AvoDerm Natural Kitten & Adult Chicken Formula Canned Cat Food 9/10 (Buyer Beware! Debates about the avocado contained in the food)
Blue Spa Select Adult Cat Chicken & Brown Rice Recipe Dry Food 6/10
Blue Spa Select Indoor Cat Chicken & Brown Rice Recipe Dry Food 6/10
Blue Spa Select Kitten Chicken & Brown Rice Dry 7/10
Blue Buffalo Longevity for Kittens Dry Cat Food 8/10
Blue Buffalo Longevity for Adult Cats Dry Cat Food 8/10
Fancy Feast Chopped Grill 9/10
Fancy Feast Gourmet Beef & Chicken 9/10 
Fancy Feast Gourmet Beef & Liver 9/10 
Fancy Feast Gourmet Chicken 9/10 
Fancy Feast Gourmet Cod, Sole & Shrimp 9/10
Fancy Feast Gourmet Ocean Whitefish & Tuna 9/10 
Fancy Feast Gourmet Savory Salmon 9/10 
Fancy Feast Gourmet Seafood 9/10 
Fancy Feast Gourmet Tender Beef 9/10 
Fancy Feast Gourmet Tender Liver & Chicken 9/10 
Fancy Feast Gourmet Turkey & Giblets 9/10 
Fancy Feast Gourmet Variety Pack 9/10
Formula Canned Cat Food 9/10 
Halo Spot's Stew for Cats Wholesome Chicken Recipe Canned Cat Food 10/10 
Halo Spot's Stew for Cats Wholesome Lamb Recipe Canned Cat Food 10/10 
Halo Spot's Stew for Cats Wholesome Turkey Recipe Canned Cat Food 10/10
Meow Mix Fillet Meow with Beef in Gravy Pouches 10/10
Meow Mix Cluck-a-Doodle-Doo Chicken & Liver in Gravy Pouches 6/10 
Meow Mix Deep Sea Delight Mackerel in Sauce Pouches 6/10
Wellness Beef & Salmon Formula Canned Cat Food 10/10 
Wellness Chicken & Herring Formula Canned Cat Food 9/10 
Wellness Chicken & Lobster Canned Cat Food 9/10 
Wellness Chicken Formula Canned Cat Food 9/10 
Wellness Complete Health Deboned Chicken, Chicken Meal & Rice Recipe Dry 8/10 
Wellness Complete Health Salmon, Salmon Meal & Deboned Turkey Recipe Dry Cat Food 8/10
Wellness Kitten Health Dry Cat Food 8/10
Wellness Salmon & Trout Formula Cat Food 9/10
Wellness Turkey & Salmon Formula Canned Cat Food 9/10 
Wellness Turkey Formula Canned Cat Food 9/10
Whiskas Choice Cuts Chicken 6/10
9Lives Liver & Bacon 9/10 
9Lives Ocean Whitefish 9/10
9Lives Sliced Veal in Gravy 9/10
9Lives Tuna Select Flaked Tuna and Egg Bits in Sauce 9/10 
9Lives Tuna Select Flaked Tuna in Sauce 8/10

I would have never guessed any of the 9Lives or Fancy Feast foods would have made the listing. So I buy the occasional Fancy Feast as a treat for my guys. Otherwise, it is either Orijen or Blue Buffalo...


----------



## BoBear (Sep 8, 2011)

BTW, just wanted to add that this rating is a couple of years old. At the time of the rating, Halo was considered an excellent pet food but today, there seems to be some debate on that. Apparently the canned food is being processed at a separate location from the dry food and though the dry food still receives good ratings and is promoted by the pet specialty stores I visit, the canned food isn't as highly recommended. So even if we research and find a pet food we are confident about, we should continue to keep tabs on its rating because they can change. A number of years ago, Royal Canine received a glowing review but today, it doesn't shine nearly as brightly as it once did.

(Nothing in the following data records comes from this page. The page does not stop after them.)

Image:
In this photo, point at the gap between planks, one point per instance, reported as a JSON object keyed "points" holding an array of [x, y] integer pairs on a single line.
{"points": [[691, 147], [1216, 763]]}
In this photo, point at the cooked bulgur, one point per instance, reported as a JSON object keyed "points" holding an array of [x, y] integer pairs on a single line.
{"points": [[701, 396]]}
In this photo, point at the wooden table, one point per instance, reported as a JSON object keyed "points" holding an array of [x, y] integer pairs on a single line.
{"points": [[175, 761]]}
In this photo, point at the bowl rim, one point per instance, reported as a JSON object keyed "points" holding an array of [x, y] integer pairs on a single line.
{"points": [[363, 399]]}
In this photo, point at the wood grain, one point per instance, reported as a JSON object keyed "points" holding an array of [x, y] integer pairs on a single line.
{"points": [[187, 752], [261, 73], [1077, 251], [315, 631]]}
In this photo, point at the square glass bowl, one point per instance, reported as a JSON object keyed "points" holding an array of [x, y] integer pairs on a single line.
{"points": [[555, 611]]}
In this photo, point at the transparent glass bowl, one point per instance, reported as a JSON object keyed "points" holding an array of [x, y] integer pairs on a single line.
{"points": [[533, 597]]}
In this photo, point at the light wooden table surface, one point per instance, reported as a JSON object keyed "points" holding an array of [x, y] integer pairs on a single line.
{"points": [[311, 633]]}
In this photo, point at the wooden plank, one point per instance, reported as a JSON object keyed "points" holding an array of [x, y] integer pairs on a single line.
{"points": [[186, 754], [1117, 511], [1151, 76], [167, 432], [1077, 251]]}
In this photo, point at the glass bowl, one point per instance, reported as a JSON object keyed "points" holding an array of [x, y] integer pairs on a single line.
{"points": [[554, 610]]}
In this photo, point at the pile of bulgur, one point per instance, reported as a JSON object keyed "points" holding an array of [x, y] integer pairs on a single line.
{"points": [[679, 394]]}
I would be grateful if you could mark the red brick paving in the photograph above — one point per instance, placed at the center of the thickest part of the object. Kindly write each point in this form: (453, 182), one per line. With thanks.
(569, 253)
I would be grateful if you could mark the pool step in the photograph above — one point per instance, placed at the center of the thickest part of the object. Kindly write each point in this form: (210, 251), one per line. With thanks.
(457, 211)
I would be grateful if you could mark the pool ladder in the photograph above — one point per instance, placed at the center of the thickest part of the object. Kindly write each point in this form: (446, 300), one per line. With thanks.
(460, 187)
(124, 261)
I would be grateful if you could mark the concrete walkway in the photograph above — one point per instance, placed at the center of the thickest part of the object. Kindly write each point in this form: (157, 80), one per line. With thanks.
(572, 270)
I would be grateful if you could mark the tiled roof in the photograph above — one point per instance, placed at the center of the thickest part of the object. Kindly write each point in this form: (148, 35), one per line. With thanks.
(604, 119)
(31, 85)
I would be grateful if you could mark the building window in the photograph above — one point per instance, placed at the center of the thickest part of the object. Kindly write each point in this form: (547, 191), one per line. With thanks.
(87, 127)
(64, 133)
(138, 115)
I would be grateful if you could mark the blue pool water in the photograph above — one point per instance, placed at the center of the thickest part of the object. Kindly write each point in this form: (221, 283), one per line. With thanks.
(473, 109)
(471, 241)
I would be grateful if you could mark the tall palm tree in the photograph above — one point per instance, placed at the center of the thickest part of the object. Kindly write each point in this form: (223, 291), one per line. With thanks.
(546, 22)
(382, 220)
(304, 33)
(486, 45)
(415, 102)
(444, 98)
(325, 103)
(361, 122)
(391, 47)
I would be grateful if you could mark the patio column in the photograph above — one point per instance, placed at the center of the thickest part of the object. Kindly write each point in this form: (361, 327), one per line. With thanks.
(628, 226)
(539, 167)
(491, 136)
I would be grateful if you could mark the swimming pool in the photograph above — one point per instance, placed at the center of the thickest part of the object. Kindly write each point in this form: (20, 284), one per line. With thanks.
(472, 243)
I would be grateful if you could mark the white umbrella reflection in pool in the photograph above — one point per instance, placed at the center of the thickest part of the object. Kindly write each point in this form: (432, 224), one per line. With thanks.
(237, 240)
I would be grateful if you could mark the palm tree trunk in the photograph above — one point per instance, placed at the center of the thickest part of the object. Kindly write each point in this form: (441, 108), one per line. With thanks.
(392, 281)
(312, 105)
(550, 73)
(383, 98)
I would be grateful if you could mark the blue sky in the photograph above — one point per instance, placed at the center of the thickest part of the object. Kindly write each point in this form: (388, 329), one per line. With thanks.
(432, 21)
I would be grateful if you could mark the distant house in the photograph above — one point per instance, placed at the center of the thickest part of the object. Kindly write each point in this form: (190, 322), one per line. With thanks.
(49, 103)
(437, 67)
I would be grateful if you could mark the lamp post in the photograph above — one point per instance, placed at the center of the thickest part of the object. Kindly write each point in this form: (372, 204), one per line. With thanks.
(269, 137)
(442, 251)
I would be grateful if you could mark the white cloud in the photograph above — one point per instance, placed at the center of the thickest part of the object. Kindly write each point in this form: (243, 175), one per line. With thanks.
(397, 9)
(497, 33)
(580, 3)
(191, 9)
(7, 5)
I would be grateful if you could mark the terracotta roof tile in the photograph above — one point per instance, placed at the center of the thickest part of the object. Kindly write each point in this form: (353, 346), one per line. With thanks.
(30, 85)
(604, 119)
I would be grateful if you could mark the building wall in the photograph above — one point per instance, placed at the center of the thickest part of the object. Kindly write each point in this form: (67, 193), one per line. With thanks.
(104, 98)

Great to see the discussions! Wonderful to see others that are as interested in the quality of the pet food they are feeding they furry companions!


----------



## MowMow (Nov 6, 2010)

I wouldn't trust anything that rated fancy feast and nine lives a 9/10 and meow mix 10/10............


----------



## health.nutz (Nov 7, 2011)

I am currently feeding Nutro Natural Choice. I had originally thought that it was a good brand, but I haven't really seen anyone mention it on this thread. Any thoughts?


----------



## doodlebug (May 13, 2006)

_9 Lives Ocean Whitefish ingredients, questionable/bad ingredients are bolded.

*Meat by-products*, ocean whitefish, water sufficient for processing, *poultry byproducts*, fish broth, *titanium dioxide*, calcium carbonate, *salt*, potassium chloride, sodium tripolyphosphate, dried whey, guar gum, natural flavor, choline chloride, vitamins (vitamin E supplement, vitamin A supplement, thiamine mononitrate, niacin supplement, d-calcium pantothenate, riboflavin supplement, pyridoxine hydrochloride, *menadione sodium bisulfite complex*, vitamin D3 supplement, folic acid, biotin, vitamin B12 supplement), carrageenan, minerals (magnesium oxide, ferrous sulfate, zinc oxide, manganous oxide, copper sulfate, calcium iodate, sodium selenite), taurine,* sodium nitrite (to promote color retention*)._

Seriously? 9/10? This rating site should not be trusted.




health.nutz said:


> I am currently feeding Nutro Natural Choice. I had originally thought that it was a good brand, but I haven't really seen anyone mention it on this thread. Any thoughts?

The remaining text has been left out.